BOCA RATON, Fla. – Aug. 30, 2018 – U.S. housing markets, when viewed as a whole, are now in rent territory, according to the latest national index produced by Florida Atlantic University and Florida International University faculty. That means renting and reinvesting additional money that would have been spent on homeownership will, on average, financially outperform owning and building equity.
It’s been 19 years since the U.S., on average, was in rent territory – back in June 1999. In January 2010, U.S. housing markets crossed back into ownership territory and have remained there until now.

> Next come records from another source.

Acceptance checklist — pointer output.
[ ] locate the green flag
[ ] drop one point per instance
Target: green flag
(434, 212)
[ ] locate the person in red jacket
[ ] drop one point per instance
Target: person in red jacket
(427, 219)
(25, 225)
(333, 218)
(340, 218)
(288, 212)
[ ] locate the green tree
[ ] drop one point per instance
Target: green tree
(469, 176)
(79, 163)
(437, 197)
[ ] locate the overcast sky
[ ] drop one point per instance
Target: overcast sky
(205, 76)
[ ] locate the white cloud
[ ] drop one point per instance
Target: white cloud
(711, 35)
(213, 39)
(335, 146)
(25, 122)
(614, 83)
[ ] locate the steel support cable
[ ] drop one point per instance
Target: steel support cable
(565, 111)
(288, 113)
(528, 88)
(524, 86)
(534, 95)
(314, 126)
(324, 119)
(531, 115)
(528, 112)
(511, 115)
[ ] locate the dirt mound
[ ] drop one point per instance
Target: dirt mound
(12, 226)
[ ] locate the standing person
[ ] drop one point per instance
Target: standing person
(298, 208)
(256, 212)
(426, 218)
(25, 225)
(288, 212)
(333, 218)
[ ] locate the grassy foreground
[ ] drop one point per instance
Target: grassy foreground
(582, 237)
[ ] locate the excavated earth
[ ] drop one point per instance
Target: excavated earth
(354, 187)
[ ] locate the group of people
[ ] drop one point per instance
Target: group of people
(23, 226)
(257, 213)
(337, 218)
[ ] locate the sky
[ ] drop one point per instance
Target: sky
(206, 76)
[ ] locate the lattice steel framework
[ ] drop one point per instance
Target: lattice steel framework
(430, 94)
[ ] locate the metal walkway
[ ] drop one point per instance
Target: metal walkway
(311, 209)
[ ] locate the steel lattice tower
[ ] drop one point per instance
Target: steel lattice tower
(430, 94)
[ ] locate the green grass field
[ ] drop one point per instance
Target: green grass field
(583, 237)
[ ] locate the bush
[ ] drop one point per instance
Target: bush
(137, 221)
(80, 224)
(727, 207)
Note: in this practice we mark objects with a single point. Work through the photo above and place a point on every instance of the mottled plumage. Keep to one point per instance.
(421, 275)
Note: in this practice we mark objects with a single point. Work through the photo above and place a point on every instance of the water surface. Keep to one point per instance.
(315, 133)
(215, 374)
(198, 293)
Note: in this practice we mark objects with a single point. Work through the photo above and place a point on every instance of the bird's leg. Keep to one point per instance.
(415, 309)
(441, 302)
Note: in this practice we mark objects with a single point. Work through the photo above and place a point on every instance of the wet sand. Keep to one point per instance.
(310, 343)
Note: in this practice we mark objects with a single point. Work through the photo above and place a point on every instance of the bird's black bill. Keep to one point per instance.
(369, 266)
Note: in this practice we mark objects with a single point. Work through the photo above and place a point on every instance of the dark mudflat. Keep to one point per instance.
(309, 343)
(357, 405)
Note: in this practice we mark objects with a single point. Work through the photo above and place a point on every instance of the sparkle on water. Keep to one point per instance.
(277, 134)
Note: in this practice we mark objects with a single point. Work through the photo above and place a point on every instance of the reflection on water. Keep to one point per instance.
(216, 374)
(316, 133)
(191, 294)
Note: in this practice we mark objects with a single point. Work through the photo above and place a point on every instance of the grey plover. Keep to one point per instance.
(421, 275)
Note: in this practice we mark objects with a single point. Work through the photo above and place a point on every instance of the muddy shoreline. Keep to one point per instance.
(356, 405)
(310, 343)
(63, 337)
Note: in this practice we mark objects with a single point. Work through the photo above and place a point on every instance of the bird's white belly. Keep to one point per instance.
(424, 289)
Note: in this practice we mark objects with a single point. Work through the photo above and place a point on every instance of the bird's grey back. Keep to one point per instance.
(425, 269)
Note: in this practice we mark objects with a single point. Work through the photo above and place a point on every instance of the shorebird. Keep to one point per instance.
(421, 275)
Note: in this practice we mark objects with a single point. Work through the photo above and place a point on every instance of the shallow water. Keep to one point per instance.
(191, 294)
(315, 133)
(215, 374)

Currently, 16 of the 23 cities covered in the Beracha, Hardin & Johnson Buy vs. Rent (BH&J) Index are in rent territory. Those cities include Atlanta, Dallas, Denver, Honolulu, Houston, Kansas City, Los Angeles, Miami, Minneapolis, Philadelphia, Pittsburgh, Portland, San Diego, San Francisco, Seattle and St. Louis, all of which will be experiencing downward pressure on the demand for ownership.
What does this mean for the future of U.S. housing prices?
“It is clear that we are at a point where markets will begin to see downward pricing pressure, implying in some markets annual (home) pricing increases will begin to slow,” says Ken Johnson, Ph.D., a real estate economist and one of the index’s creators in FAU’s College of Business.
The best buys in the country appear to be in the Midwest and Northeast, with Chicago and Cleveland possessing the lowest/best ownership scores. Of all the cities in the BH&J Index, Johnson said, Dallas is most alarming with a score of .888.
“Across all of the data for the Index going back to 1982, only 49 times has a market in any given quarter been at this score or higher,” Johnson said. “All of these markets experienced significant price declines in their residential housing prices.”
Currently, the biggest driver for moving the U.S. into rent territory is the fact the cost of ownership is outpacing the cost of renting a like-kind property, said Eli Beracha, Ph.D., co-creator of the index and director of the Hollo School of Real Estate at FIU.
The BH&J Index is published quarterly and produced two months after the end of the quarter.